O was reelected again Tuesday.  Mandate and universal acclaim.  It's been that way for as long as most can remember.  People don't live as long as they used to though, mostly.  A couple of generations just fly by.  Anyway, the usual celebrations.  Selubrayshunz.  Every few years, no particular pattern, he calls for his reelection.  Always gives the same speech -- it's a liturgy by now.  The same misty gratitude from him, the same ecstasy from the acolytes.  Owkstusy from the Okuliytz.

The chip in our wrists votes automatically.  Some people started voting the day they were born.  Saves Karbun,  people not having to go anywhere or do anything.  As the national motto says, "Forward! Everything is always getting better."

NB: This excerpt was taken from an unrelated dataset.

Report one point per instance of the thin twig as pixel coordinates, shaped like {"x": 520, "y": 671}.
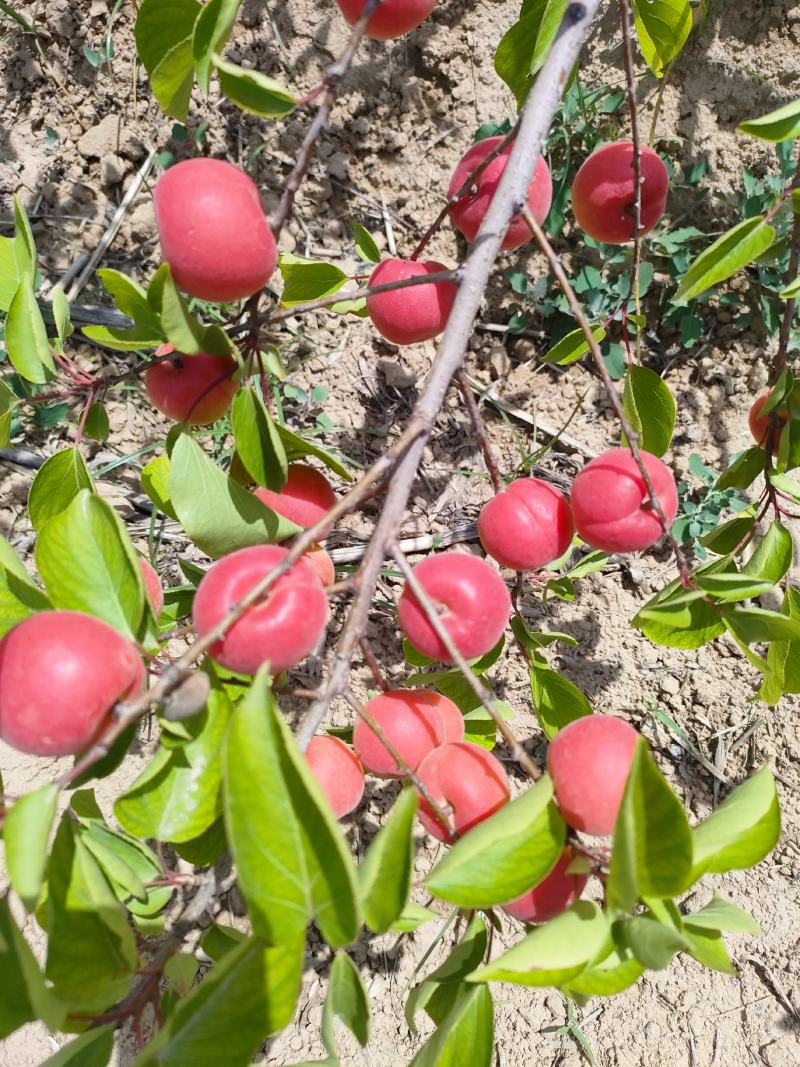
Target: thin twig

His motorcade sped by the school a few weeks ago.  I didn't bother to go to the window.  I was alone, so no one could notice.  Afterwards I thought, what if there had been an earthquake, and a great crevasse had opened in the road and swallowed his limousine?  Then I thought, how could somebody make that happen?  Back when there used to be tv with commercials, there was a show about a little boy with godlike powers who did whatever he wanted to anyone he wanted.  I thought of that, thinking of the earthquake, what it would be like to have that kind of power.  Then I realized O already has it.  I'm one of the few, I think, who remember him promising to lower the seas.  Indeed he did.  Froze much of them over to do it.

Yesterday I went mad.  I read her name in the Rejuster and my heart has not beaten since.  I won't bother to describe it.  But, as I said, once, long ago, all bets are off.

I think I've come to a decision.  I have lived in fear and silence and cowardice and complicity and betrayal for, well, for these recent generations at least.  I may not ever have been the man I once thought I was.  That man, living in freedom, is no longer possible.  No gene splicing of atavistic traits will reclaim that humanity. Ubi non est dubium, libertas non est ibi.

A man cannot live, worried about losing his tyreless bicycle. He cannot live, clutching at a glove because it smells of a woman's hair.  He cannot live, denouncing acquaintances who are beaten to death as a result.  I have forgotten about God.  But no atheism promises a more meaningless end than life as it now is.

There used to be a Resistance.  All that remains of it is fantasy and the memory of old tv shows and the skulking pettiness that sneaks an extra spoonful of mash in the commissary line.  We have been so broken that they have grown careless.  Their violence has met for too long with only weeping, and blood other than their own.

We.  As if there were a we.  I will remind them of fear.  I will show them their own blood.  I will work such obscenity on their fresh corpses that all who see will glimpse a mirror of their own souls.  I will be as monstrous as Dumawkrucy, as evil as O.  I will burn down the world, and all its princes and their babes.  The wrong people have been suffering.